Pendant longtemps, ce dernier regard jeté sur eux ne cessa pas de me poursuivre. Quand Agnès m’écrivit pour m’annoncer son heureuse arrivée, sa lettre me trouva aussi malheureux de ce souvenir qu’au moment même de son départ. Toutes les fois que je tombais dans la rêverie, j’étais sûr que cette vision allait encore m’apparaître et redoubler mes tourments. Je ne passais pas une seule nuit sans y rêver.
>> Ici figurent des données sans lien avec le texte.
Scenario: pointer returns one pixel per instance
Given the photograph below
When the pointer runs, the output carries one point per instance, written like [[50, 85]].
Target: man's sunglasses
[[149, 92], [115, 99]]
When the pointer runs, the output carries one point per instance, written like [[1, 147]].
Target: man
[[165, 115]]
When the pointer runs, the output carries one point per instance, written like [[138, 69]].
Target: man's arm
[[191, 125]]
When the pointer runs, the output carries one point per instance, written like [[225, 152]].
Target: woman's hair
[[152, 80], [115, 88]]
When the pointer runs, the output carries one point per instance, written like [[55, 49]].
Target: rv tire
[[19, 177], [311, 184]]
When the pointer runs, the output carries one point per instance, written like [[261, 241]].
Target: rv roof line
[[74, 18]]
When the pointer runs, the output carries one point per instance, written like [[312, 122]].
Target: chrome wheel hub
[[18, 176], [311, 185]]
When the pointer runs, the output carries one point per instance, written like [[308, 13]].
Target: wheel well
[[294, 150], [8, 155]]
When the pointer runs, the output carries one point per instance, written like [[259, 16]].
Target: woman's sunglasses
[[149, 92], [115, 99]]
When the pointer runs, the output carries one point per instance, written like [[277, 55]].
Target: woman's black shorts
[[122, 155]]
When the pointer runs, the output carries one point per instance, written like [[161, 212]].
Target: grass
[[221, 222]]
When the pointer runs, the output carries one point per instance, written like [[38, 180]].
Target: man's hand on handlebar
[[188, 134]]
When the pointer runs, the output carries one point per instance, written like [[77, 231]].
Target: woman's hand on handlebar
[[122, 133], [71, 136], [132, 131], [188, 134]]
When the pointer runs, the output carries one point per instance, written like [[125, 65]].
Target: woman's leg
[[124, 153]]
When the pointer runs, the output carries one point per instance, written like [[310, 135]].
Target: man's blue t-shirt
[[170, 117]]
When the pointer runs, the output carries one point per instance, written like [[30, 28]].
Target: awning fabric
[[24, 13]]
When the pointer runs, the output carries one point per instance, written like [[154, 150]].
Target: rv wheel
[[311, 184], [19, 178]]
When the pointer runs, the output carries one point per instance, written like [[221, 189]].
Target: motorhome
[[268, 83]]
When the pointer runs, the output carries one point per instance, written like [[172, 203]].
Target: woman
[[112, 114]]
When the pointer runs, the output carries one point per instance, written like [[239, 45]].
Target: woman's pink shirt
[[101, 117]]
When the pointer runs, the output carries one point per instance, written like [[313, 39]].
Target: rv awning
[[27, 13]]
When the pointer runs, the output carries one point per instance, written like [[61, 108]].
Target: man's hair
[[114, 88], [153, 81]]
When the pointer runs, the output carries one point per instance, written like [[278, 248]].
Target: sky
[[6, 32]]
Cette pensée était devenue une partie de ma vie, aussi inséparable de mon être que ma tête l’était de mon corps.

J’avais tout le temps de me torturer à mon aise, car Steerforth était à Oxford, m’écrivait.il, et quand je n’étais pas à la cour des Commons’, j’étais presque toujours seul. Je crois que je commençais déjà à me sentir une secrète méfiance de Steerforth. Je lui répondis de la manière la plus affectueuse, mais il me semble qu’au bout du compte, je n’étais pas fâché qu’il ne pût pas venir à Londres pour le moment. Je soupçonne qu’à dire le vrai, l’influence d’Agnès, n’étant plus combattue par la présence de Steerforth, agissait sur moi avec d’autant plus de puissance qu’elle tenait plus de place dans mes pensées et mes préoccupations.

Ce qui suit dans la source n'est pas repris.